Learning and attention reveal a general relationship between population activity and behavior

We recently discussed this paper by A. M. Ni et al. from Cohen lab. The authors investigated both neuronal and behavioral effects of attention and perceptual learning as well as the relationship between stimulus conditioned correlated variability and subjects’ performance in behavioral tasks. Through empirical studies and statistical analyses, they found a single, consistent relationship between stimulus conditioned correlated variability and behavioral performance, regardless of the time frame of stimulus conditioned correlated variability change ([2]). They further identified that subjects’ choices were predicted by certain dimensions that were aligned with the stimulus conditioned correlated variability principal component axes ([2]).

In their empirical study, they used the same behavioral tasks as described in [1]. Basically, they had two Rhesus monkeys with chronically implanted microelectrode arrays perform orientation-change detection tasks with cued attentions. The stimuli were two Gabor stimuli, one placed within the receptive field of the recorded neurons in V4 and one placed in the opposite visual hemifield. Each experimental session consists of one block of trials with attention cued to the left and another block of trials with attention cued to the right. Within each session, the orientation change happened at the cued location 80% of the time and at the uncued location 20% of the time. They used detection sensitivity as a metric for behavioral performance.

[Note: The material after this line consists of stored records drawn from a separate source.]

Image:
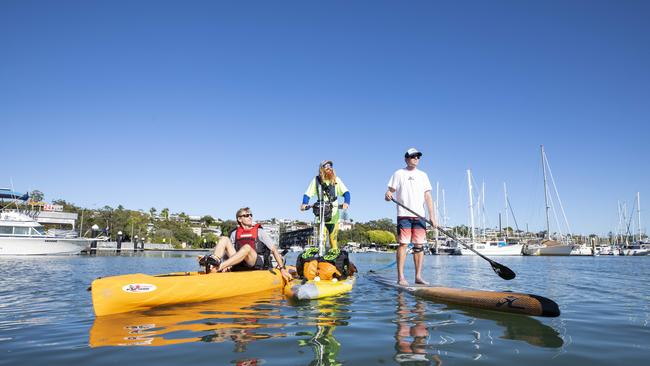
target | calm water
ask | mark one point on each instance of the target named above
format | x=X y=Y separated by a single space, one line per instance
x=46 y=317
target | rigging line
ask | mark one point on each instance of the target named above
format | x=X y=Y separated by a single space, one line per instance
x=557 y=194
x=513 y=213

One key variable of interest is the stimulus conditioned correlated variability between pairs of units (or r_{SC}, which is typically referred to as noise correlation in neuroscience literature), which they defined as the Pearson correlation coefficient between the responses (namely the firing rate during the 60-260 ms time window after stimulus onset) of the two units to repeated presentations of the same stimulus. This r_{SC} is essentially measuring noise correlation between the two units because the visual stimulus was kept identical.

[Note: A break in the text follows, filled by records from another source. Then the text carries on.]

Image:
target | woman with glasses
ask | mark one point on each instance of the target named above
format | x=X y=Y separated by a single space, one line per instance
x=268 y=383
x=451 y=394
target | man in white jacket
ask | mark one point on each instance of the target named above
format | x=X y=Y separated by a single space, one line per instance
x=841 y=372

The first key observation was that behavioral performance was better in attended trials compared to unattended trials and the performance also improved over sessions with perceptual learning. Both perceptual learning and attention were associated with decreases in the mean-normalized trial-to-trial variance (Fano factor) of individual units as well as the correlated variability between pairs of units in response to repeated presentations of the same visual stimulus. Moreover, they showed that both attention and perceptual learning improved the performance of a cross-validated, optimal linear stimulus decoder which was trained to discriminate the responses of the neuronal population to the stimulus before the orientation change from the responses of the neuronal population to the changed stimulus. To examine the relationship between correlated variability and behavioral performance more directly, they performed PCA on population responses to the same repeated stimuli used to compute correlated variability. By definition, the first PC explains more of the correlated variability than any other dimensions. Their analyses showed that activity along this first PC axis had a much stronger relationship with the monkey’s behavior than it would if the monkey used an optimal stimulus decoder. The robust relationship between correlated variability and perceptual performance suggests that although attention and learning mechanisms act on different time scales, they share a common computation.

[1] Marlene R Cohen and John H R Maunsell. Attention improves performance primarily by reducing interneuronal correlations. Nature Neuroscience, 12(0):1594–1600, 2009.

[2] A. M. Ni, D. A. Ruff, J. J. Alberts, J. Symmonds, and M. R. Cohen. Learning and attention reveal a general relationship between population activity and behavior. Science, 359(6374):463– 465, 2018.